The daily average ultrafine dust level was expected to reach an all-time high in Seoul since the government began collecting related data in 2015.
The average daily ultrafine dust level was measured at 199 micrograms per cubic meter at Sejong, 189 at Gyeonggi Province, 173 at Gangwon Province, 166 at North Chungcheong Province and 164 at Incheon as of 4 p.m.
The density of PM 2.5 in all areas was forecast to be high Wednesday due to fine dust particles that had accumulated in and near the country from a lack of wind. Additional dust particles were expected to arrive from overseas. The air should be clearer Thursday, but only temporarily before pollution again worsens over the weekend, according to NIER.
The emergency measures are enforced from 6 a.m. to 9 p.m.
City or provincial governments can ban old diesel cars from streets and restrict the operation of coal power plants and other emissions facilities. They can also recommend the temporary closure or reduction of class hours and ask businesses to allow their employees to work flexible hours or from home.
In a related move, the Seoul Metropolitan Office of Education banned outdoor classes and activities at all elementary and secondary schools in the capital all day.
Environment Minister Cho Myung-rae held a meeting with heads of municipalities Tuesday morning asking them to more actively join the government’s efforts to reduce pollution.

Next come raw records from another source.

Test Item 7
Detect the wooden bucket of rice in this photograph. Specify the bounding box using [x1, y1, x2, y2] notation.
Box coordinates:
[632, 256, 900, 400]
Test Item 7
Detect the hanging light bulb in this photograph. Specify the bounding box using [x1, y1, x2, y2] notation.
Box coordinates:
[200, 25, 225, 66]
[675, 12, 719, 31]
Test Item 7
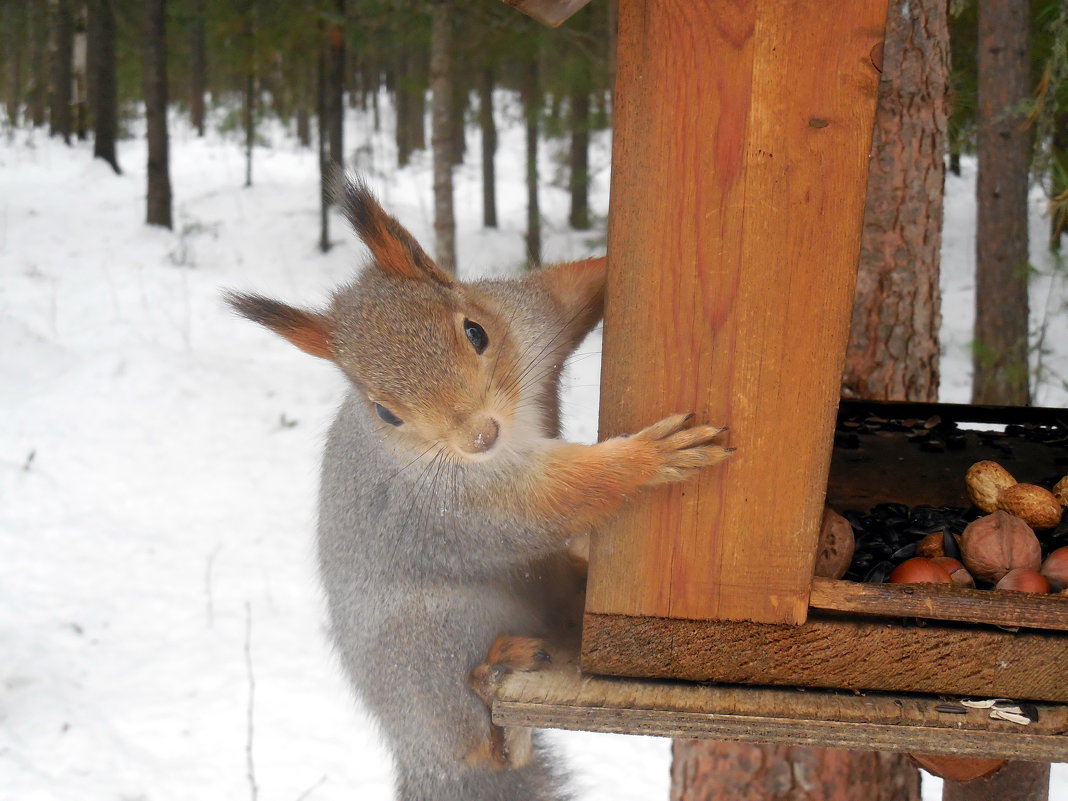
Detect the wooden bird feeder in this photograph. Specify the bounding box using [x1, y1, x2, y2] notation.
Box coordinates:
[493, 0, 1068, 773]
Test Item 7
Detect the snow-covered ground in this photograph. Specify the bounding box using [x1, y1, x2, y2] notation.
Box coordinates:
[0, 95, 1068, 801]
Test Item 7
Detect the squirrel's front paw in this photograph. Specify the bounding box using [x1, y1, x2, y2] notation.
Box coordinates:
[631, 414, 734, 484]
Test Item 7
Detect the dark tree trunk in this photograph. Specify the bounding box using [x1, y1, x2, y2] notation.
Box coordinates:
[189, 0, 207, 137]
[88, 0, 119, 175]
[430, 0, 456, 273]
[143, 0, 174, 229]
[297, 59, 315, 147]
[327, 0, 345, 168]
[49, 0, 74, 144]
[3, 3, 26, 126]
[521, 58, 541, 267]
[241, 2, 256, 187]
[972, 0, 1031, 405]
[27, 2, 48, 128]
[567, 90, 590, 231]
[671, 740, 920, 801]
[478, 67, 497, 229]
[315, 29, 331, 253]
[843, 0, 949, 401]
[942, 761, 1050, 801]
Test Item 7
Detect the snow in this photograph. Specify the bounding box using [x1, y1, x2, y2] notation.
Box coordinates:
[0, 98, 1068, 801]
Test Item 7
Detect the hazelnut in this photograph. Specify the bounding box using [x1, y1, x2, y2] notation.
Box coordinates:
[994, 567, 1050, 593]
[931, 556, 975, 587]
[813, 508, 855, 579]
[1053, 475, 1068, 506]
[889, 556, 953, 584]
[960, 509, 1042, 584]
[1040, 545, 1068, 592]
[964, 461, 1016, 513]
[909, 754, 1008, 782]
[998, 484, 1061, 529]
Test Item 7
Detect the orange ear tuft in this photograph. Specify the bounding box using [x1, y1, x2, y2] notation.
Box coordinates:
[335, 176, 454, 286]
[534, 256, 607, 336]
[220, 292, 334, 359]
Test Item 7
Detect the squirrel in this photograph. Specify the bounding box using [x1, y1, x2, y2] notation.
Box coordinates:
[226, 177, 731, 801]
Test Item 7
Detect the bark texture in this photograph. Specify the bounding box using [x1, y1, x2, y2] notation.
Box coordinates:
[143, 0, 174, 229]
[671, 740, 920, 801]
[843, 0, 949, 401]
[478, 67, 497, 229]
[430, 0, 456, 272]
[89, 0, 119, 174]
[942, 763, 1050, 801]
[972, 0, 1031, 406]
[50, 0, 74, 144]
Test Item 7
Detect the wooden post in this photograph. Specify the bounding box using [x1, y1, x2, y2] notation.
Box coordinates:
[584, 0, 886, 640]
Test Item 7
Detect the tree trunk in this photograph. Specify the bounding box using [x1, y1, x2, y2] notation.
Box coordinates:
[671, 740, 920, 801]
[27, 2, 48, 128]
[430, 0, 456, 273]
[70, 12, 90, 141]
[88, 0, 120, 175]
[942, 761, 1050, 801]
[315, 28, 331, 253]
[143, 0, 174, 229]
[478, 67, 497, 229]
[189, 0, 207, 137]
[49, 0, 74, 144]
[972, 0, 1031, 405]
[241, 2, 256, 187]
[567, 89, 590, 231]
[521, 56, 541, 267]
[3, 3, 26, 127]
[327, 0, 345, 168]
[843, 0, 949, 402]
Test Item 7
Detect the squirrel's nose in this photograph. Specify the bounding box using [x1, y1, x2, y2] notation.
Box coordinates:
[461, 417, 501, 454]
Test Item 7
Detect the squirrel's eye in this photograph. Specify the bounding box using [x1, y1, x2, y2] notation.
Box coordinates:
[464, 319, 489, 354]
[375, 404, 404, 425]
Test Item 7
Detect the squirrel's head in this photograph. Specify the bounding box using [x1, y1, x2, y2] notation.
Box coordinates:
[227, 178, 604, 460]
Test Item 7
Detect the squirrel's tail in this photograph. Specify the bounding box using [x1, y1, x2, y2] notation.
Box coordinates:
[396, 744, 570, 801]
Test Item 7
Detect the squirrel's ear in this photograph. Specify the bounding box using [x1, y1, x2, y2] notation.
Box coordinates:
[226, 292, 334, 359]
[334, 174, 455, 286]
[532, 256, 606, 341]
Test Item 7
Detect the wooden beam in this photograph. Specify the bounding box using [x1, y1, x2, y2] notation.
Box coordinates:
[492, 655, 1068, 761]
[587, 0, 886, 623]
[808, 579, 1068, 636]
[582, 614, 1068, 702]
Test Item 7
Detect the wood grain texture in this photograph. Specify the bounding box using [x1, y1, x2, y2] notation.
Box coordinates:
[492, 654, 1068, 761]
[587, 0, 886, 623]
[582, 614, 1068, 702]
[808, 579, 1068, 631]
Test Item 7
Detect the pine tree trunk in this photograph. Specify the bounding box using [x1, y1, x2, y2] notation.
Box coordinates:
[478, 67, 497, 229]
[315, 28, 331, 253]
[49, 0, 74, 144]
[3, 3, 26, 127]
[70, 14, 90, 141]
[189, 0, 207, 137]
[942, 761, 1050, 801]
[327, 0, 345, 168]
[972, 0, 1031, 405]
[27, 2, 48, 128]
[430, 0, 456, 273]
[843, 0, 949, 402]
[143, 0, 174, 229]
[567, 90, 590, 231]
[671, 740, 920, 801]
[241, 2, 256, 187]
[88, 0, 120, 174]
[521, 57, 541, 267]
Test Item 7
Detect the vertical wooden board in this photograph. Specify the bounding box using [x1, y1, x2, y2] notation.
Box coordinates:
[587, 0, 886, 623]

“I think we would have to restrict economic activities and car driving if necessary because ultrafine dust is cancerous and poses a grave threat to people’s lives and safety,” he told reporters.
Led by Noh Hyeong-ouk, minister for government policy coordination, an emergency vice ministerial meeting was also held Tuesday afternoon to discuss measures to fight fine dust.
“Smog, fine dust coming from China and stagnant air in recent days are major causes of dust pollution. It is time for the government to come up with all measures we can take,” Noh said.
South Korea’s authorities have classified levels of PM 2.5 above 35 micrograms per cubic meter as “bad” and above 75 micrograms as “very bad,” while the World Health Organization recommends keeping levels below 25 micrograms.